Ainda no que concerne à composição, há alguns limites que imponham à vossa criatividade ou tudo é possível e aceitável?

JF - Em teoria diria que não temos nenhuns limites definidos. O princípio de Plasticine foi um pouco esse, o de criar música sem nenhum foco específico a não ser o de escrever algo que nos completasse e nos satisfizesse em termos musicais. Do ponto de vista mais prático, existe sempre o limite que tem a ver com o nosso próprio gosto.

 

Em termos líricos, há apenas dois temas cantados. Preferem a abordagem instrumental da música? Porquê?

PB - De uma forma simples poderia dizer que nós gostamos de música e que não sentimos que a voz tenha obrigatoriamente de desempenhar um papel fundamental na música. É um instrumento como outro qualquer, que tem a vantagem de ter uma diversidade de timbres quase infinita. No entanto, também requer uma competência ao nível da escrita da letra, que nós não revemos em nós próprios, com a mesma competência com que nos vemos a compor o instrumental. Mas no final voltamos à questão do gosto pessoal. O principal tem a ver com o facto de gostarmos de música instrumental e talvez com o processo de escrita que no nosso caso começa quase sempre pelo instrumental. A certa altura, e com tantos instrumentos já presentes no tema, acabamos por já não sentir a necessidade de introduzir uma voz.

 

Para além do núcleo duro da banda, ainda contam com alguns convidados. O que procuravam alcançar com essas prestações?

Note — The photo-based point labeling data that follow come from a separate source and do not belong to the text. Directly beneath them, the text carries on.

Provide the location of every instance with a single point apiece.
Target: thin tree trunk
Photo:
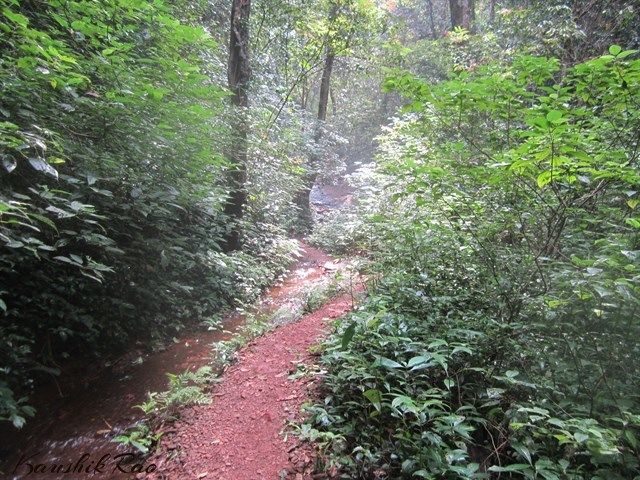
(302, 197)
(432, 22)
(239, 75)
(462, 13)
(325, 85)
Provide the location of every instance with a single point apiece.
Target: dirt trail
(236, 437)
(240, 435)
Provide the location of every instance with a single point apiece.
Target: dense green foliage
(500, 333)
(112, 140)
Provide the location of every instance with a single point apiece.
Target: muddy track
(242, 435)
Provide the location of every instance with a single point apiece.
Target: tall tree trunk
(239, 75)
(325, 86)
(462, 13)
(302, 197)
(432, 23)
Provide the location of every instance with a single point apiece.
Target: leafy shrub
(499, 339)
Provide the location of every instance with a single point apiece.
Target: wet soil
(243, 434)
(83, 413)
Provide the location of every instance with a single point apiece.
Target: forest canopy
(157, 159)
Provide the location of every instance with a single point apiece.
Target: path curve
(240, 435)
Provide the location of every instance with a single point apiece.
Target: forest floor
(243, 434)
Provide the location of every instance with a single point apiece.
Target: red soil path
(241, 435)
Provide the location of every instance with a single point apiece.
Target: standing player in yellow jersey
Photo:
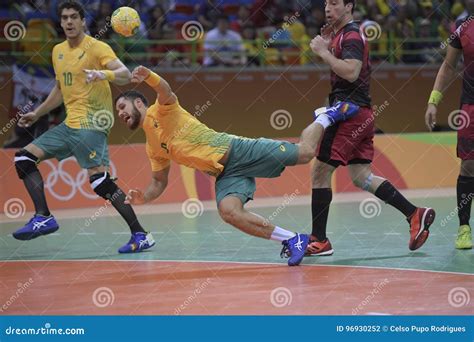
(84, 67)
(174, 134)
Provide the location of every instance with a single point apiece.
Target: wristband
(435, 97)
(153, 79)
(109, 75)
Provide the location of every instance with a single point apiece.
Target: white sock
(323, 120)
(280, 234)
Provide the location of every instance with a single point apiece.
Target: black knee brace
(25, 163)
(103, 185)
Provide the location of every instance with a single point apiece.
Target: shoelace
(299, 243)
(285, 251)
(38, 225)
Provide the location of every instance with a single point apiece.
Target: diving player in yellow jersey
(84, 67)
(174, 134)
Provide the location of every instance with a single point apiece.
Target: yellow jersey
(88, 106)
(172, 133)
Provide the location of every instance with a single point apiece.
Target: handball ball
(125, 21)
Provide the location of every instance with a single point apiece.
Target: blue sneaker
(37, 226)
(295, 248)
(341, 111)
(138, 242)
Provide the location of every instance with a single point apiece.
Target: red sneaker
(420, 222)
(318, 248)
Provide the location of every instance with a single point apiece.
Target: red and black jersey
(464, 39)
(349, 43)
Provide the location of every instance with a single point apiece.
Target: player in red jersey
(461, 42)
(350, 143)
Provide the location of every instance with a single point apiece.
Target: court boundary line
(244, 263)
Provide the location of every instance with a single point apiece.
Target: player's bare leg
(42, 223)
(465, 192)
(232, 212)
(105, 187)
(309, 141)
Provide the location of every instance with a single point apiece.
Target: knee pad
(368, 182)
(25, 163)
(103, 185)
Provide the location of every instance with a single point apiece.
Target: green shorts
(87, 145)
(251, 158)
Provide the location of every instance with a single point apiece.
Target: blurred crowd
(261, 32)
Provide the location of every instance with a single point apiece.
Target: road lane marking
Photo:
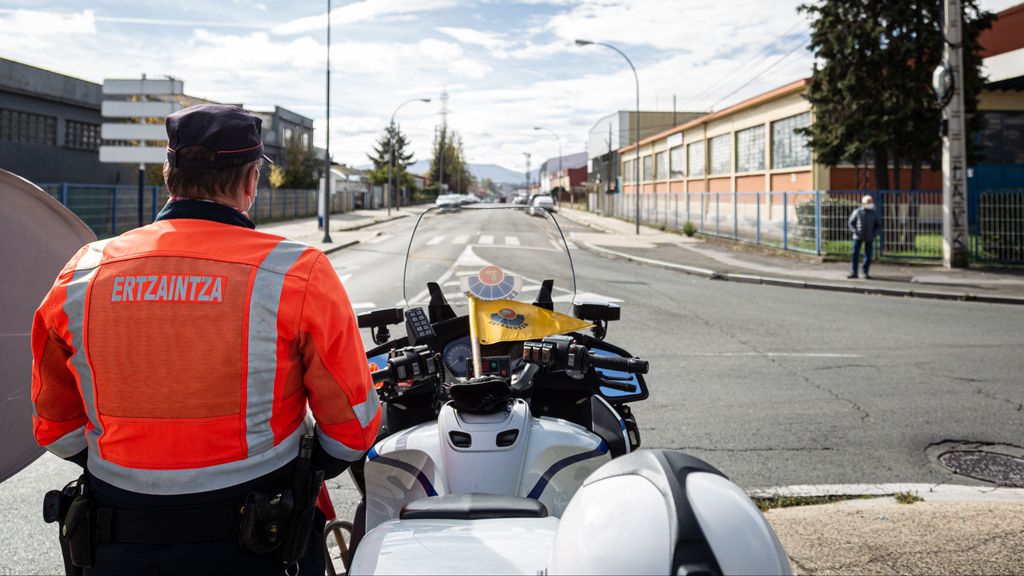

JF - É um pouco o que já falámos e que está refletido no conceito de Plasticine e do próprio nome, isto é, uma certa maleabilidade e a ideia de ter um espaço onde é possível cada músico entrar e dar um pouco do seu toque pessoal nas interpretações, permitindo que essa interação acabe por dar um toque diferente a cada tema de acordo com os músicos/convidados que estejam presentes. Isto de um ponto de vista mais musical. Se alargarmos também há uma dimensão de marketing interessante que tem a ver com cada músico partilhar o trabalho que fez connosco com o seu próprio público.

 

Para além de Plasticine em que outros projetos estão envolvidos os componentes desta orquestra?

PB- Em muitos! Fábia Rebordão, Mallu Magalhães, Viviane, Nico Drums & Blues, Staccato Limão, Comodoro Amigo, Mazarin, Leon Baldesberger’s Meersalz, Lana Gasparøtti, Orquestra de Jazz do Algarve, Criatura, Compotas, etc.

 

Já tiveram a oportunidade de apresentar este álbum ao vivo? Como tem sido a receção ao mesmo?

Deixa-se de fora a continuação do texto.